I have a question that's been bothering me for years.
Given a rod of uniform mass distribution with total mass $M$ and length $L$ that lies on a horizontal table (with one end fixed to the table around which the rod is free to rotate in the horizontal plane, and a force F applied perpendicular to the rod at the other end), how do you solve for the motion of the rod (and the internal forces) using only Newton's laws and the assumption that the rod is a rotating rigid body? By that I mean only using the most basic conception of Newton's laws and the system's constraints, without the ideas of torque and moment of inertia, energy and momentum, and even without the idea that the net force on the rod gives the acceleration of the center of mass–so only using Newton's laws for point particles, or in this case infinitesimal $dm$ sections of the rod.
I've tried to solve this by breaking the rod down into these small $dm$ components and using an idea I've seen (at least I think I've seen) where you set $F(x+dx)-F(x)=dm(a)$ and then are able to find $F'(x)$ and integrate and then use the boundary conditions on the force. I did this for both tangential and radial components, with radial acceleration equal to $x(\omega(t))^2$ and tangential acceleration equal to $\omega\ '(t)x$, but was unable to obtain the right answer. I used the force at one end of the rod as a boundary condition (is this correct?), but was unable to even solve for the force at the pivot, let alone the angular velocity as a function of time, and have no idea if this technique is even valid. I feel like at a certain point it might be that my force equation switches sign–as the net force that accelerates the infinitesimal mass starts coming from the inward instead of outward side.

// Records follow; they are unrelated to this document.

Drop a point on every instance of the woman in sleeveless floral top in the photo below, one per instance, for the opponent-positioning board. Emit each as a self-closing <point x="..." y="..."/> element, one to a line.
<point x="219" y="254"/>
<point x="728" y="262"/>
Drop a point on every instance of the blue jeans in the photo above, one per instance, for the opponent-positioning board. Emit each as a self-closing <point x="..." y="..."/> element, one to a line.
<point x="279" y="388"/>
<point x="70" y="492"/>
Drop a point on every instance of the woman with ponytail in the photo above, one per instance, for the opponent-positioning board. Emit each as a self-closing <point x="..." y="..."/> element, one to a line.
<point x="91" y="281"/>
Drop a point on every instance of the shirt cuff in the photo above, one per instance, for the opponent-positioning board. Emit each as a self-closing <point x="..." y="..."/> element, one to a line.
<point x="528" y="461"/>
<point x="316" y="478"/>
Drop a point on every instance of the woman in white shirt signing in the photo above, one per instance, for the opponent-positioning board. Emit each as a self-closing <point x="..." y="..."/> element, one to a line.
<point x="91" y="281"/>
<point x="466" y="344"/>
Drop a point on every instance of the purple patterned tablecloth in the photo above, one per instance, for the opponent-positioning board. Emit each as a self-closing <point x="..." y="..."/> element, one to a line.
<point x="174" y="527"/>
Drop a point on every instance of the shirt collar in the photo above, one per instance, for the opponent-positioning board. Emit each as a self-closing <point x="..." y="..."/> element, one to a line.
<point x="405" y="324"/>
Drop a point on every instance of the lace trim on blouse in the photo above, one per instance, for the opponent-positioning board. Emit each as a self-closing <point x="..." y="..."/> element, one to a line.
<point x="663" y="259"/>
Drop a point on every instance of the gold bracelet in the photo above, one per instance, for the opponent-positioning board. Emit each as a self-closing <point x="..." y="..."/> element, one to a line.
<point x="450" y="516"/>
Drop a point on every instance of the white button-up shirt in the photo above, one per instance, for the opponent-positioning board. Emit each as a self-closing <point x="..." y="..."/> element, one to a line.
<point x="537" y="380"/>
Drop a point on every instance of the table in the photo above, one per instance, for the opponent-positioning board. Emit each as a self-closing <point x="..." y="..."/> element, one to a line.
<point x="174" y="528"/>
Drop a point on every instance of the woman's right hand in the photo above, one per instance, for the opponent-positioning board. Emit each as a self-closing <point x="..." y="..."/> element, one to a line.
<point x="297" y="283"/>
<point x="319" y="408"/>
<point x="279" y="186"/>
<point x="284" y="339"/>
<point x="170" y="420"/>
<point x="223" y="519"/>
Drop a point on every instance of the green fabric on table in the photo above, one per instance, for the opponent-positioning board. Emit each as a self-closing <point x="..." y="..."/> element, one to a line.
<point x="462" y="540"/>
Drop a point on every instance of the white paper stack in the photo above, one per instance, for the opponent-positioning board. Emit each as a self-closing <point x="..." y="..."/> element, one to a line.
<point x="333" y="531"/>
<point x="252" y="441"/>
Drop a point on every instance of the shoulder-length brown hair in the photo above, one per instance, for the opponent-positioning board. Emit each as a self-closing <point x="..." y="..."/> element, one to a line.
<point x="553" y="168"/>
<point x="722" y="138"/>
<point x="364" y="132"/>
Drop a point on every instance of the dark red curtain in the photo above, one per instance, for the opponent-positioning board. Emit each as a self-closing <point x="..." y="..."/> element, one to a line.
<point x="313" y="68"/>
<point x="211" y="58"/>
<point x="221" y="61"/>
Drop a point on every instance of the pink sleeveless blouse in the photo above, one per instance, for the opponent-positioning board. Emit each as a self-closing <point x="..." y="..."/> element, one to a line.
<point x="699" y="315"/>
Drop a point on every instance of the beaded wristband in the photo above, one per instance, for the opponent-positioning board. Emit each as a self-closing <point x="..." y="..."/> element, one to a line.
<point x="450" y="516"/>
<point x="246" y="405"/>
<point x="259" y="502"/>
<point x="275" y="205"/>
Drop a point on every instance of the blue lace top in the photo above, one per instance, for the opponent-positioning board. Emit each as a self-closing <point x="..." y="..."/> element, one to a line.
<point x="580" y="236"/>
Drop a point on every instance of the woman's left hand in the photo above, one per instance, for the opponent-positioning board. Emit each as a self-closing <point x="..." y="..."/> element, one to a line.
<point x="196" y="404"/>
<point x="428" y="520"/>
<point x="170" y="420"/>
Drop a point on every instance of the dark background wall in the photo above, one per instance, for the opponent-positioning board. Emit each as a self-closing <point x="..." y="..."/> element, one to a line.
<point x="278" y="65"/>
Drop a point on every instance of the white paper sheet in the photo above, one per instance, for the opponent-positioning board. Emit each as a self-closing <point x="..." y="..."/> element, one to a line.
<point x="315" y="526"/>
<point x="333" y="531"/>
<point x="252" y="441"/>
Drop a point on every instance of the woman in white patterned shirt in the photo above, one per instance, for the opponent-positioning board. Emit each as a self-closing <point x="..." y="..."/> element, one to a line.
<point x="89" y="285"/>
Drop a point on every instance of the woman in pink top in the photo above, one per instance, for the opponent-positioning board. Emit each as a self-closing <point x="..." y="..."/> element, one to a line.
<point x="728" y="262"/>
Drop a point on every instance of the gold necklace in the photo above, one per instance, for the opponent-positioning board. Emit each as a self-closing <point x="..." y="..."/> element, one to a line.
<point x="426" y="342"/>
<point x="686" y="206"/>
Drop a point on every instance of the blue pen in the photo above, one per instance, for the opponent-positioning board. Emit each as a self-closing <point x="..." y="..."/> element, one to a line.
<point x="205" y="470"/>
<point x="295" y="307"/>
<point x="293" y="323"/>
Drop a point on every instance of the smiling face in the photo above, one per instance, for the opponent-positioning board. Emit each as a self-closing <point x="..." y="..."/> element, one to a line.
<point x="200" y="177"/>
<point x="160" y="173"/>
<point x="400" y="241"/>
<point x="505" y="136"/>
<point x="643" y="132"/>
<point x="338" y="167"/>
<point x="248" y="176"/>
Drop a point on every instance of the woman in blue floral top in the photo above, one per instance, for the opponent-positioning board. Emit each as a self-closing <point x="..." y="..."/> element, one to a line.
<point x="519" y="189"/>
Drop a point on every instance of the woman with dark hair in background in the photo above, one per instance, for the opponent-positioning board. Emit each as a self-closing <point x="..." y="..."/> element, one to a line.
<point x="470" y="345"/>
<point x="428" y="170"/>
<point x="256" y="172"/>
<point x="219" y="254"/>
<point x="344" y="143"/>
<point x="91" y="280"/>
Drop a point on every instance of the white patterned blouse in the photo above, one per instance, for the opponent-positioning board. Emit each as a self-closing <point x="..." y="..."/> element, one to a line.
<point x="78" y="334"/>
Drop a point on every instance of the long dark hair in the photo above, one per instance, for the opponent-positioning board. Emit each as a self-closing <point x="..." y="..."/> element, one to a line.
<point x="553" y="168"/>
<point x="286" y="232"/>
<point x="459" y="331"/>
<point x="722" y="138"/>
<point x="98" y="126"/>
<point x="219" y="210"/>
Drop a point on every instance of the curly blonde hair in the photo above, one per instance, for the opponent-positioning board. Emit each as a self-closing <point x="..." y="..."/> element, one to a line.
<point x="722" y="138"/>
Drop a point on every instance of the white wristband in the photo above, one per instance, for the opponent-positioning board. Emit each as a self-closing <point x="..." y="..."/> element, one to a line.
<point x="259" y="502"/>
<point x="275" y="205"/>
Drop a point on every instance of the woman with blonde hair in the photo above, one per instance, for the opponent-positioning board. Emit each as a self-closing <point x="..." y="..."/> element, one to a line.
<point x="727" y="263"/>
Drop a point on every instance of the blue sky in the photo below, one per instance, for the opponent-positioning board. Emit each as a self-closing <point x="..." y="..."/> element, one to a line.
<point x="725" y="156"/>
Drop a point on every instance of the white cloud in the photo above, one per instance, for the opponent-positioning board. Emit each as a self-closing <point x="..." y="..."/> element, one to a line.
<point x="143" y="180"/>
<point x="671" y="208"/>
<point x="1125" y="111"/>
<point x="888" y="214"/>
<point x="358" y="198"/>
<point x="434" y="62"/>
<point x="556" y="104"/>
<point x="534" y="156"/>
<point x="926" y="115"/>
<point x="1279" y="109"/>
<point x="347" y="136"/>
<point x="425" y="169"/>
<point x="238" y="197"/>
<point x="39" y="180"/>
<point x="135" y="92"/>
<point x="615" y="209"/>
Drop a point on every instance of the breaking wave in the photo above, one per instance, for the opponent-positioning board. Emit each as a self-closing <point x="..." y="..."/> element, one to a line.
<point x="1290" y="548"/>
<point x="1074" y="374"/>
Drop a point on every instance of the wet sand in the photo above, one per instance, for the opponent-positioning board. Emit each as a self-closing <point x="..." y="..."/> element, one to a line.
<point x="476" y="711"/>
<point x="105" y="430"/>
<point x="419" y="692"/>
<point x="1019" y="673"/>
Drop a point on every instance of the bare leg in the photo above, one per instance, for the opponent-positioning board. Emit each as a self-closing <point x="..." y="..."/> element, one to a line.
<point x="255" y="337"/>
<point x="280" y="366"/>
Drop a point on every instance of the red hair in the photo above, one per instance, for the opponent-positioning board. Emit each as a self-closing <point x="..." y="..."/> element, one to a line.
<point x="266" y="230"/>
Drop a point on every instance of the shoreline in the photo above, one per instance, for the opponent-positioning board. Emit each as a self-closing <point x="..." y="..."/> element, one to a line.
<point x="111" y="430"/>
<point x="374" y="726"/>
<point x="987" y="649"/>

I'd also be interested to know more generally how to solve for internal forces and motion of a rigid body using only these most basic assumptions, such as for a free uniform square on a horizontal table with a force applied perpendicularly to one side into one corner.
Best Answer
At a general $\theta$,
It is easy to see as the rod does not deform the speeds of particles must be proportional to their distance from centre.
Let $\omega(t)$ be the constant involved here.
$$p(t)=\sum m_i v_i=\sum m_i\omega r_i$$
Note that all particles move in same direction.
$$p(t)=\int_0^l\omega r dm=\int_0^l\omega r mdr/l=\omega ml/2$$
In time $dt$ a particle covers $\omega r dt$ distance. And hence $d\theta=\omega dt$
You can apply Newton's law for both axes and don't forget to consider Force provided by pivot.
You have three unknowns: $N_x,N_y,\theta(t)$
Note that for a particular Force on a particle, $$F=ma=mv\dfrac{dv}{dx}\implies\vec F\cdot d\vec{x}=mvdv$$
Combine this for all particles and dot product of N forces is zero as that point is at rest. This will yield $d(KE)$ on adding.
Hence, $$Fld\theta=d(KE)$$
Compute KE using integration method.
You have three unknowns and three equations.